Si può sorridere vedendo Culinary Class Wars, specie quando è menzionata la cucina italiana. Un cuoco prepara un aglio e olio che sembra sconvolgere tutti, un altro, il cui epiteto è "Napoli Mafia", prepara un piatto sofisticato che racconta le contraddizioni di Napoli, in cui tra i vari elementi ci sono degli involtini neri a sacchetto che, spiega lui, sono un riferimento ai problemi con la spazzatura.

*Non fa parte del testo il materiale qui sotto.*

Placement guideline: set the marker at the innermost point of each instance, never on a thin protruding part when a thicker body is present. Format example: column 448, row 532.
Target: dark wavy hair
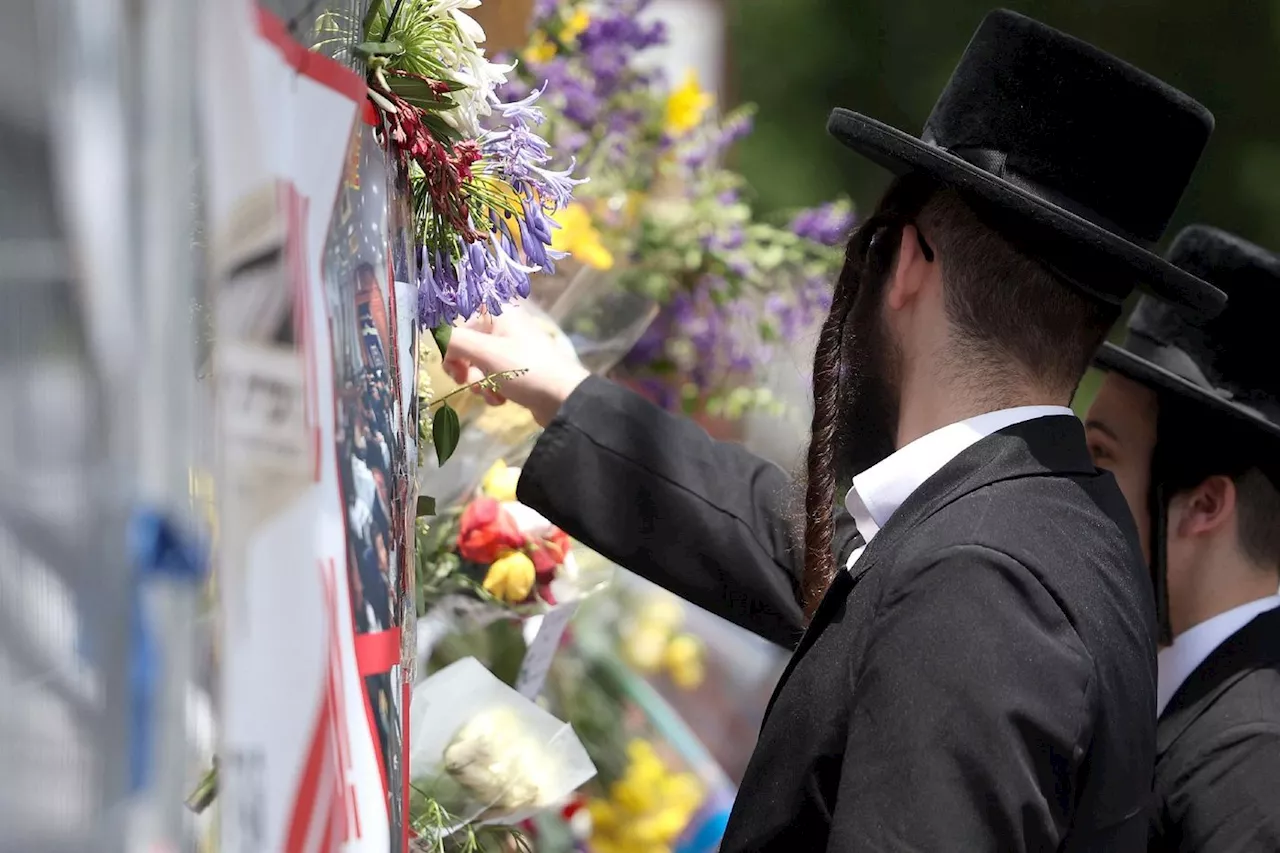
column 1014, row 324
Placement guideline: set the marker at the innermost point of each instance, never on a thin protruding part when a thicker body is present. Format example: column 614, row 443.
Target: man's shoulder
column 1050, row 523
column 1064, row 532
column 1249, row 708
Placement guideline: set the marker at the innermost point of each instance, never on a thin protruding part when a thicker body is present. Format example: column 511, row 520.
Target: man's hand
column 515, row 341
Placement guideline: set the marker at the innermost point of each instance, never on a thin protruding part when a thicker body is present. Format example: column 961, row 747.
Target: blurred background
column 796, row 59
column 891, row 58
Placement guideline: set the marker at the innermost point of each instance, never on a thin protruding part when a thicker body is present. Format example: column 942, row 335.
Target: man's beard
column 869, row 395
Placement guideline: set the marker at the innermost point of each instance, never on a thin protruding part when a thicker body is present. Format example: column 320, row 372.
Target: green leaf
column 442, row 333
column 446, row 430
column 379, row 48
column 419, row 94
column 440, row 128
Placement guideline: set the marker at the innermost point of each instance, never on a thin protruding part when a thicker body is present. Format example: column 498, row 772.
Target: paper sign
column 542, row 649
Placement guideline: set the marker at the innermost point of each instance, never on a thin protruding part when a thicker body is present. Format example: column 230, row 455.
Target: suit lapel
column 1253, row 647
column 1032, row 448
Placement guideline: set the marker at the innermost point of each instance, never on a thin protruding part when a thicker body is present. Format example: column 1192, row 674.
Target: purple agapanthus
column 461, row 277
column 699, row 342
column 828, row 224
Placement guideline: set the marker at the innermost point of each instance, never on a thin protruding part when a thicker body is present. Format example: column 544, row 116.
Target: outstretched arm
column 656, row 495
column 652, row 492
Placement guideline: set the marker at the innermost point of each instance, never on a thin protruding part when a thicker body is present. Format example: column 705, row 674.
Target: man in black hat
column 1188, row 420
column 978, row 666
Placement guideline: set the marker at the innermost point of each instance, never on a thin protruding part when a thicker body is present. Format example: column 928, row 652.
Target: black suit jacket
column 982, row 680
column 1217, row 758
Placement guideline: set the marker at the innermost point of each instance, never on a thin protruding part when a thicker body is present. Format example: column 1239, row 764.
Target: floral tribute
column 484, row 191
column 501, row 551
column 648, row 808
column 664, row 213
column 525, row 553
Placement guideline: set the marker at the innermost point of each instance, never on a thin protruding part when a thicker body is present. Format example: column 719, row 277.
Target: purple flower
column 512, row 276
column 535, row 236
column 524, row 109
column 437, row 291
column 828, row 224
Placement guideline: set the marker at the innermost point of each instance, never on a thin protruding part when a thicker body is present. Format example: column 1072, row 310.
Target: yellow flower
column 661, row 611
column 579, row 237
column 604, row 817
column 499, row 482
column 576, row 24
column 644, row 647
column 684, row 661
column 539, row 50
column 686, row 105
column 511, row 576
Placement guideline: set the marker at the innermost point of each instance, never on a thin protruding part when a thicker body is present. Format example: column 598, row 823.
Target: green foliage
column 446, row 432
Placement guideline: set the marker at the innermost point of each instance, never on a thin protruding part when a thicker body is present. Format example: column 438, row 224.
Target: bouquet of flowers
column 484, row 192
column 666, row 215
column 501, row 551
column 484, row 753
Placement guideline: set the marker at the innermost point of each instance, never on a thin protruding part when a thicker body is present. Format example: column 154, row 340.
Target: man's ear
column 912, row 269
column 1207, row 507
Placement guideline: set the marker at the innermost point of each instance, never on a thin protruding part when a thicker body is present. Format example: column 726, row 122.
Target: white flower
column 528, row 521
column 502, row 766
column 469, row 28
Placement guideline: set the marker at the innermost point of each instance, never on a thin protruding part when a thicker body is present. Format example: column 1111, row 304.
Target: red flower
column 487, row 532
column 548, row 553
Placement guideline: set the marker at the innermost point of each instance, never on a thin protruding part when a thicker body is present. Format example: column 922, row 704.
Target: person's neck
column 1234, row 580
column 933, row 398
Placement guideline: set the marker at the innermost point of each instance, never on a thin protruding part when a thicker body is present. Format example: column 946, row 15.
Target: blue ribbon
column 159, row 548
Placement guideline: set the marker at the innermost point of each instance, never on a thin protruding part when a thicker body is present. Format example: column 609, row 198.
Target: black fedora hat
column 1083, row 156
column 1226, row 364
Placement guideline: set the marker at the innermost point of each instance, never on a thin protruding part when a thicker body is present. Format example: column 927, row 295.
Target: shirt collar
column 881, row 489
column 1178, row 661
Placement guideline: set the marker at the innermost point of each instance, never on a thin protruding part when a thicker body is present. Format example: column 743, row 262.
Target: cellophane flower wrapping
column 487, row 753
column 658, row 787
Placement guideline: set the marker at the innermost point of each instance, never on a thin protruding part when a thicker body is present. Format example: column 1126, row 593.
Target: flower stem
column 489, row 382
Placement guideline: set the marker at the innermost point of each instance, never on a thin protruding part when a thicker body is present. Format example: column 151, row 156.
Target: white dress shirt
column 1189, row 649
column 881, row 489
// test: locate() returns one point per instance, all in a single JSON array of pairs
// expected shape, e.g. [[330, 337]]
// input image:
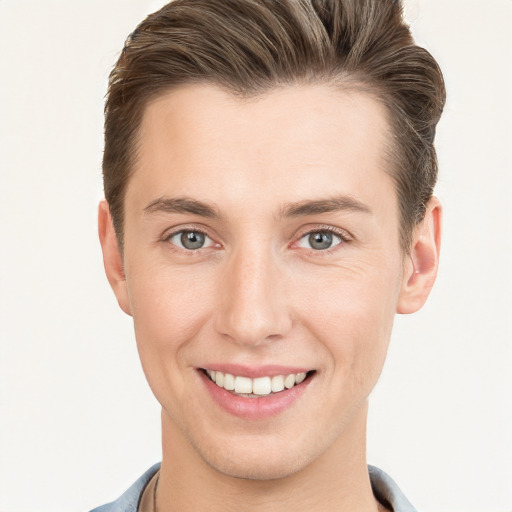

Il cuoco in questione è coreano, ovviamente.
È facile quindi guardare Culinary Class Wars (che rimane un programma perfetto, di eccezionale presa), ma in realtà è un modo di raccontare, proprio attraverso la cucina e le dinamiche della ristorazione, la concezione del cibo e di tutto ciò che vi ruota attorno in quella cultura. È chiaro che per la Corea del Sud è più un business che altro, e per aumentare il proprio volume d'affari si può fare di tutto (già solo il fatto che chef affermati accettino di farsi giudicare da altri chef e mettersi in competizione con cuochi ordinari, rischiando anche di perdere, è impensabile per noi).
Soprattutto osservando le poche ricette tradizionali, lo stupore per certi sapori e le motivazioni per cui i cuochi vengono eliminati, emerge il potente contrasto tra il legame con una tradizione non certo recente e la spinta, potentissima, verso la novità, il cambiamento e il progresso. Una dinamica per noi completamente inedita.